By Marjorie Censer  / July 17, 2018

Marine Corps Maj. Gen. John Jansen said today he's set to soon debrief Gen. Joe Dunford, the chairman of the Joint Chiefs of Staff, and Pat Shanahan, the deputy defense secretary, about a June industrial base examination held at the Dwight D. Eisenhower School for National Security and Resource Strategy.

Speaking at a breakfast hosted by the National Defense Industrial Association today, Jansen, the commandant of the Eisenhower School, said the June event, which was held on the 19th and 20, included about 110 participants, 12 moderators and a facilitator.

"The composition was diverse and we spent months and months and months . . . to try to do everything we could to not get stuck in an echo chamber," he said, noting participants included members of the defense industrial base, representatives of commercial innovation, supply chain participants and government employees.

"I had hoped to be able to come and share some of the actual observations and takeaways," Jansen told the audience today. "We have not yet debriefed DEPSECDEF and the chairman so that's coming up. We're still on target for a September conference."

However, Jansen said the key decision posed by the event is whether the United States is going to organize.

"If you acknowledge that we are in fact in a great power competition, take a look at our competitors," he said. "Our competitors are well organized, and we are not. And it's worse than that.
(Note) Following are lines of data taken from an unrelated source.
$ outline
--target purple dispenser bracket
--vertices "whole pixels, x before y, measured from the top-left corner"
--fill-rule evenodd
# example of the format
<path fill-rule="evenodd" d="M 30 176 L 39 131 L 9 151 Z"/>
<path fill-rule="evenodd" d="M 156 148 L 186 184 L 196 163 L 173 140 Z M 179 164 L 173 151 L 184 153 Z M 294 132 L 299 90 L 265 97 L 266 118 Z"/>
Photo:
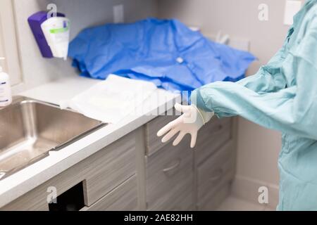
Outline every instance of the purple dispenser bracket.
<path fill-rule="evenodd" d="M 65 17 L 64 14 L 59 13 L 58 13 L 56 15 L 58 17 Z M 41 28 L 41 25 L 47 19 L 47 12 L 41 11 L 32 15 L 29 17 L 27 21 L 43 57 L 53 58 L 54 56 L 51 48 L 47 44 L 45 36 Z"/>

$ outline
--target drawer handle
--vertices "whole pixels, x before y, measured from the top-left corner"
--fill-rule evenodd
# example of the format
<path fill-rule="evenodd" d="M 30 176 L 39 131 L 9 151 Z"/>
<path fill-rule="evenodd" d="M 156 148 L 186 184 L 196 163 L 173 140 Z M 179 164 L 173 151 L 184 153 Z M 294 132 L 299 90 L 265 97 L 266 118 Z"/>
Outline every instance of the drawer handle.
<path fill-rule="evenodd" d="M 172 170 L 178 168 L 180 166 L 180 161 L 181 161 L 180 159 L 177 160 L 177 161 L 175 162 L 175 163 L 173 166 L 170 166 L 170 167 L 168 167 L 168 168 L 166 168 L 166 169 L 163 169 L 163 172 L 164 173 L 167 173 L 167 172 L 169 172 L 170 171 L 172 171 Z"/>
<path fill-rule="evenodd" d="M 213 175 L 210 177 L 210 179 L 212 181 L 218 181 L 221 176 L 223 175 L 224 170 L 223 168 L 219 168 L 213 173 Z"/>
Our competitors are not just well organized -- they've taken the best of us and they've harnessed it."

"Talking about China now, in particular, taking the best of capitalism and some of the bounties that it brings, and they've harnessed it and are making it work for them while still maintaining an authoritarian and, some may say, ever more ruthless society and application of control on their people," Jansen added.
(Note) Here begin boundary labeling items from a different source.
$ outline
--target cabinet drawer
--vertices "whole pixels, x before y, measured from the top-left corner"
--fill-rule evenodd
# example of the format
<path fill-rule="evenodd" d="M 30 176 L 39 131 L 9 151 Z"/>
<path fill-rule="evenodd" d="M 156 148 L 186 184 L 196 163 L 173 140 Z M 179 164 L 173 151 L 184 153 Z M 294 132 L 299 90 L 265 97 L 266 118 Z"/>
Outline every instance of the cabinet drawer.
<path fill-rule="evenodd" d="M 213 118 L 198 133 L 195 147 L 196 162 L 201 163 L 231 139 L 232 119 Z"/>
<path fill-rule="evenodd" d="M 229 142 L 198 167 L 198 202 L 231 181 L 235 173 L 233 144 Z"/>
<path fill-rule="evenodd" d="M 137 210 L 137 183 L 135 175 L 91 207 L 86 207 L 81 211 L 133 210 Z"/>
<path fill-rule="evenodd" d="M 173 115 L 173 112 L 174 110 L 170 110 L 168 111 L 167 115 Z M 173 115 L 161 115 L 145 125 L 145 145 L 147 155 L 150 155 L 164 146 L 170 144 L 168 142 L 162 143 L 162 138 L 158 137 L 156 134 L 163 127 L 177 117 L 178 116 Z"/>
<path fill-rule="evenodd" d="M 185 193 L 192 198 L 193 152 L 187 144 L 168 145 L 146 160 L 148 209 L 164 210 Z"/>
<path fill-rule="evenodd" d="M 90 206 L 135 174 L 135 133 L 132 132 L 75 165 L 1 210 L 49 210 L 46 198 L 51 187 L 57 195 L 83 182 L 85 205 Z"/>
He said the event particularly examined the industrial base, the innovation base and mobilization.

Jansen noted the innovation base has changed, arguing the U.S. government used to drive key innovations, such as the space program and the Internet. "That's not necessarily where it's happening right now," he said. "It's happening in the commercial sector."
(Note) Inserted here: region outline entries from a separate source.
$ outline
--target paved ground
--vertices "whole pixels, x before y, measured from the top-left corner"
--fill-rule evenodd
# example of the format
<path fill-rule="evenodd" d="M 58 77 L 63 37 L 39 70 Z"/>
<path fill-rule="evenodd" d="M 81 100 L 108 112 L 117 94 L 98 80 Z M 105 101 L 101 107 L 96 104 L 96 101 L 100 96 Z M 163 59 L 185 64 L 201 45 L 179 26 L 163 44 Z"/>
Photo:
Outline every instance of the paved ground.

Jansen acknowledged that his efforts come as the White House finalizes a defense industrial base study mandated by an executive order last year.

He said he's read the report, which defines gap areas. Jansen said that while at a recent dinner, Alex Gray, a White House staffer who focuses on the defense industrial base, was asked how much it would cost to plug those gaps.

"In that microsecond between the time that the question was asked and the question was answered, I thought in my head, 'There's no way he can answer this, there's no way that they got to that level of detail,'" Jansen recalled. "And he answered it. He says, 'Well, you'd be surprised. It's in the single-digit billions of dollars.'"

Jansen said, however, that filling those gaps would raise questions.

"If you're going to place that money, what you're doing is you're getting in the business of keeping things that are economically inviable viable," he said. "People are going to start rightfully making observations: Is the federal government picking winners and losers?"

Hawk Carlisle, NDIA's chief executive, said at the same event the White House-mandated industrial base study is done, but remains in staffing.

"It was supposed to come out in May. It hasn't," he told the audience. "There are challenges getting this through the process."

Carlisle also said there is a planned "part two" of the study.